There is a practically unlimited amount of natural language data available. Still, recent work in text comprehension has focused on datasets which are small relative to current computing possibilities. This article is making a case for the community to move to larger data and as a step in that direction it is proposing the BookTest, a new dataset similar to the popular Children's Book Test (CBT), however more than 60 times larger. We show that training on the new data improves the accuracy of our Attention-Sum Reader model on the original CBT test data by a much larger margin than many recent attempts to improve the model architecture. On one version of the dataset our ensemble even exceeds the human baseline provided by Facebook. We then show in our own human study that there is still space for further improvement.
Motivation & Objective
- To address the underutilization of large-scale data in text comprehension research, despite the availability of vast natural language corpora.
- To propose a new, significantly larger dataset—BookTest—that enables training on abundant data, mimicking real-world data abundance.

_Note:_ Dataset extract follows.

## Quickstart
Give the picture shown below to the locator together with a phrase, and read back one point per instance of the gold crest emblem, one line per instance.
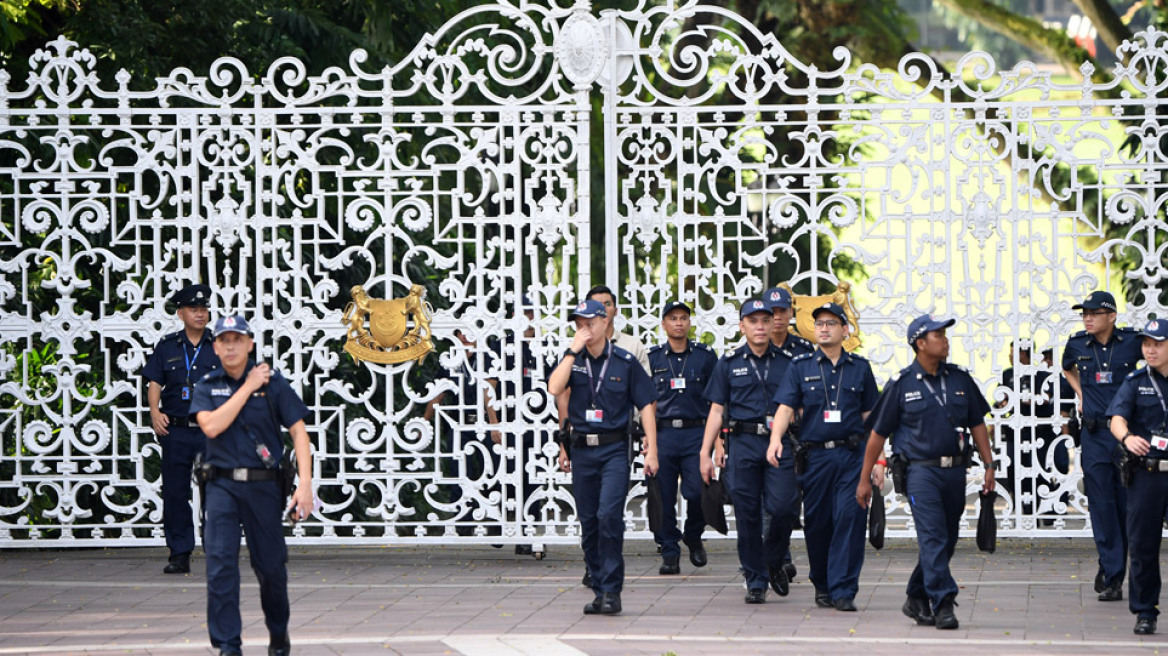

- To demonstrate that data scale alone can yield larger performance gains than architectural innovations on smaller datasets.
- To evaluate whether models trained on larger, related data can generalize effectively to standard benchmarks like CBT.
- To investigate the remaining gap between state-of-the-art models and human performance through a targeted human study.
Proposed method
- The BookTest dataset is constructed using a method similar to CBT, generating cloze-style questions from a large corpus of children's books.
- The dataset contains over 14 million examples, making it more than 60 times larger than the original CBT dataset.
- An Attention-Sum Reader model is trained on BookTest data and evaluated on the standard CBT test split.
- The model uses attention mechanisms to attend to relevant parts of the context document when predicting answers.
- An ensemble of models is created to improve generalization and robustness, particularly on challenging examples.
- A human study evaluates 100 previously misclassified CBT questions (50 named entities, 50 common nouns) to assess the remaining performance gap.
Experimental results
Research questions
- RQ1Can training on a dataset 60x larger than CBT lead to significantly larger performance gains than architectural improvements on the original CBT data?
- RQ2Does training on a larger, related dataset (BookTest) improve generalization to the standard CBT benchmark, despite domain shift?
- RQ3Can a model trained on BookTest surpass the human performance baseline reported by Facebook on the CBT named-entity subset?
- RQ4What is the remaining gap between state-of-the-art models and human performance on the CBT dataset?
- RQ5Are there still examples that humans can answer correctly but current models cannot, indicating room for further improvement?
Key findings
- Training on BookTest improved the Attention-Sum Reader's accuracy on the CBT test set by 14.8%, far exceeding the 2.1% gain achieved by architectural improvements on the original CBT data.
- The ensemble of models trained on BookTest exceeded the human baseline reported by Facebook on the named-entity version of the CBT dataset.
- On the common noun version of CBT, the model achieved over 96% accuracy, indicating strong performance on this subset.
- A human study showed that 66% of named entity questions and 82% of common noun questions previously misclassified by the model were correctly answered by humans, indicating a remaining performance gap.
- A system combining model and human predictions could achieve over 92% accuracy on the named-entity validation and test sets, and over 96% on the common noun sets, suggesting continued potential for improvement.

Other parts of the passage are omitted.